At the moment, there are a very small number of outlets providing this sort of editing in an electronic-only format, so the practices I'm interested in continue to be primarily associated with traditional publishing.

At the moment, I would point to Living Reviews as the best example of the type of model I would like to see more of. The review articles go through a normal editing process, but are presented as web documents and can be updated by the authors at any time to correct errors and to reflect new developments in the field. It is a journal rather than a book, but I don't see why you couldn't do a similar thing with book length documents.

The "updated at any time" thing makes me uneasy, unless there's very good version tracking built in. Otherwise, you can easily imagine incorrect or offensive statements disappearing with no reference, making it hard to force any kind of accountability on authors.

You see this sort of thing happening all the time on blogs and in various web forums-- somebody says something outlandish, gets called on it, and then deletes the original post or comment. Late-arriving readers have a very difficult time making any sense of the controversy as a result.

I agree that version control is important, but most wiki software already has that built in. Blogs are less good at this, but you could probably create some sort of blog/wiki hybrid to do this. In fact, I wouldn't be surprised if the software already exists.

Generally, I do think the "updated at any time" thing is good because it is a bit ridiculous that you have to go through the whole process of publishing a new edition of a book just to correct errors and make small improvements. I guess it is most important when you are writing about a fast moving field though.

Generally, I do think the "updated at any time" thing is good because it is a bit ridiculous that you have to go through the whole process of publishing a new edition of a book just to correct errors and make small improvements. I guess it is most important when you are writing about a fast moving field though.

I think we're probably thinking about very different sorts of books, here. I think the updatable wiki sort of thing could work very well for things like textbooks and reference books, where the goal is to give a relatively objective and comprehensive overview of a field. In that case, it's important to have all the facts be up-to-date.

The sort of books I'm thinking of, though, are more along the lines of Unscientific America, which prompted the whole thing. They're books that make an argument for a particular point of view at a particular point in time. Those don't really benefit from updating in the same way-- while the external situation may change, it doesn't really make sense to update that sort of book, because doing so makes it an entirely different book.

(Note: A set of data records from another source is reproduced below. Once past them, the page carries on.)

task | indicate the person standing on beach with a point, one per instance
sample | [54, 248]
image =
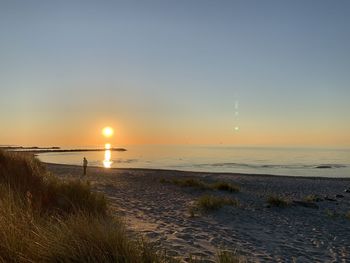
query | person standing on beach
[85, 162]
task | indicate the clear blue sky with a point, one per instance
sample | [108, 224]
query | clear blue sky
[173, 71]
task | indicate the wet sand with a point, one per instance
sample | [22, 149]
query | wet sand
[160, 212]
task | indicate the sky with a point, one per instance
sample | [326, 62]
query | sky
[272, 73]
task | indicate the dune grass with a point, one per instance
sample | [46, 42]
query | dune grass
[197, 183]
[277, 201]
[44, 219]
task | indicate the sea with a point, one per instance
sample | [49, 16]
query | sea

I'm not enough of a student of philosophy to be able to come up with good examples, but it's not uncommon to see references to thinkers whose stances on various things evolved over time, sometimes to the point where they wouldn't necessarily agree with things they wrote when they were younger. I think there's some value in having those earlier books remain intact as they were when first published, though, rather than having the original author constantly tinkering with a single dynamic work.

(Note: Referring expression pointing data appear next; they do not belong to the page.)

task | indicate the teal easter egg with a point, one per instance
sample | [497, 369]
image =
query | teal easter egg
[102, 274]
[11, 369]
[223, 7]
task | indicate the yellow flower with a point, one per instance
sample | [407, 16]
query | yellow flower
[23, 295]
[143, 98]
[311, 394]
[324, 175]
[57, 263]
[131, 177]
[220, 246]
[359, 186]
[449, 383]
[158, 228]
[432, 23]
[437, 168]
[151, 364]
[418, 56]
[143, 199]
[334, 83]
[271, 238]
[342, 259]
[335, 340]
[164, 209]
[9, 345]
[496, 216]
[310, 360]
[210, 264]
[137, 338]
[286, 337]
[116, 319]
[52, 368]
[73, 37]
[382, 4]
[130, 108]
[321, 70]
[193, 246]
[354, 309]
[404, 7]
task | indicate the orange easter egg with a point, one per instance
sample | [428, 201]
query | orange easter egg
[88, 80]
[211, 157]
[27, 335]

An example a little closer to my middlebrow comfort zone would be popular books and movies. The dynamically edited model seems to me to be a little like the digital re-edits of the Star Wars movies (Han shot first, damn it!). Or the extended versions of the Lord of the Rings movies, or the umpteen different cuts of Blade Runner that have been released, or Ted Turner's colorization of old movies, lo these many years ago. The products of those after-the-fact re-edits are interesting, but also kind of unnecessary. And having them entirely replace the original versions is just wrong.